Be able to judge which information belongs in the current prompt and which should become long-term project rules.
A classification table with 10 pieces of information, including the category and reason for each item.
Be able to write a short, executable, not overcomplicated AGENTS.md for a project.
A minimum AGENTS.md draft of 300-600 words, plus an explanation of the purpose of each section.
Be able to decide where current task instructions, long-term project rules, and Codex runtime configuration should go.
A four-category ownership table containing the original content, destination, and reason.

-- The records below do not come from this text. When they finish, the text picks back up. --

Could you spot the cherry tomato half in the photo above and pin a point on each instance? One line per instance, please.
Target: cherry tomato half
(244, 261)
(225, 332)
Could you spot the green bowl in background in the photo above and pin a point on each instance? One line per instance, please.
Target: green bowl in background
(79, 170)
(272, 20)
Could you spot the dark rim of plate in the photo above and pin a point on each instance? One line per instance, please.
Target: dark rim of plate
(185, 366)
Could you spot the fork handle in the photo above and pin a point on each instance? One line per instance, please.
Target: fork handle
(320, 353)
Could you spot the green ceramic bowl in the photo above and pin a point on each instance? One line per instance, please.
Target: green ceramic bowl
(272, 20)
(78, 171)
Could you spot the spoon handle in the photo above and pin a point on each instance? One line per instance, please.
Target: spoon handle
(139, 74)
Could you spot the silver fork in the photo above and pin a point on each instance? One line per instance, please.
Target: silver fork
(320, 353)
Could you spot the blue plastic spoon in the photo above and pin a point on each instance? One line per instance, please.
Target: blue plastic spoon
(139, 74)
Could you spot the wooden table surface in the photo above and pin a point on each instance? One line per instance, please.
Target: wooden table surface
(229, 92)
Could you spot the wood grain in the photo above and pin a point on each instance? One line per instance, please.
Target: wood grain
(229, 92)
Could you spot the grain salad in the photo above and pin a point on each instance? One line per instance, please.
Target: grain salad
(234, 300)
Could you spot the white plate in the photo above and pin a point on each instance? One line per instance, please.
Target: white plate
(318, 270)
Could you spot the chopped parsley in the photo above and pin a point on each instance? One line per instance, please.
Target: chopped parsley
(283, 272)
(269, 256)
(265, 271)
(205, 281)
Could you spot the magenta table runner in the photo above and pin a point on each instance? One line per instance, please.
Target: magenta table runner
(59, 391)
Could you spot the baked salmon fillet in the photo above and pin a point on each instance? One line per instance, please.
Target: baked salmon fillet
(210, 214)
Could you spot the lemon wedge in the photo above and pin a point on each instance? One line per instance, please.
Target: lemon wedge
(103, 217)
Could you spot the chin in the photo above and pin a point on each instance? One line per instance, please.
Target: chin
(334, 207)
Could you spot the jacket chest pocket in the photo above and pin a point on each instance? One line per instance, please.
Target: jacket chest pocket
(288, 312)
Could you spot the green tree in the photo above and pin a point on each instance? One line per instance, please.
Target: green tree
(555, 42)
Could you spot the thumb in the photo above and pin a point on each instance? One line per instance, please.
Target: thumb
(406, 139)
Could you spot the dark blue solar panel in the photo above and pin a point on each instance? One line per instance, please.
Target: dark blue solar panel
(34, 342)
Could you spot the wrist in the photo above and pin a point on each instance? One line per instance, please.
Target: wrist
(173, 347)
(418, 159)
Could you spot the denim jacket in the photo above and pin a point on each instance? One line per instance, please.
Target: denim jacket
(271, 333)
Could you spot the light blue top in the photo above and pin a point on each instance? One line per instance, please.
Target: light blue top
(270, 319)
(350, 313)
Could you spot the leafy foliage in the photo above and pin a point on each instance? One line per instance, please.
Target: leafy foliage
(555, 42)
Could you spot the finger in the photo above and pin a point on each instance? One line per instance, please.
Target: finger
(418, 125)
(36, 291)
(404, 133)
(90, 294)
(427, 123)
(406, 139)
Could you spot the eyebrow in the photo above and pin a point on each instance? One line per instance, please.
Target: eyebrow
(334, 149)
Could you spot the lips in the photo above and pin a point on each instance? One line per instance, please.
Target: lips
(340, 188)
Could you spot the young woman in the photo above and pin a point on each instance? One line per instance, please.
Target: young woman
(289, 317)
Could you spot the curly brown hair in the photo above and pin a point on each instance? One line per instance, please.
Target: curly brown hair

Be able to use a short project brief to help Codex understand structure, commands, tests, key files, and restricted areas.
A project context checklist, plus 2-3 points you think Codex is most likely to misunderstand.
Be able to choose a Codex usage environment based on code access, runtime needs, collaboration needs, and risk.
An environment selection table for 6 task scenarios, including recommended environment, reason, risk, and validation method.
Be able to rewrite human tasks from issues, PRs, Slack, or Linear into Codex instructions that are executable, verifiable, and clearly scoped.
The original team task, the rewritten Codex task instruction, and the context, scope, and acceptance criteria you added.
Be able to judge whether a Codex task is suitable for automation based on stability, repetition, risk, and verifiability.
An automation suitability judgment table for 6 tasks.
Be able to design a low-risk Codex automation task using six elements: input, action, output, permission, validation, and rollback.
A lightweight automation task design checklist.
Be able to distinguish suitable scenarios for AGENTS.md, Skills, MCP, Plugins, and Subagents, and avoid stacking complex capabilities too early.
An extension capability selection table for 8 scenarios, including the choice, reason, and why not to use something else.
Be able to create long-term Codex usage rules for personal or team permissions, cost, version changes, code review, and knowledge updates.
A long-term Codex usage rulebook with 6-10 rules and the execution method for each rule.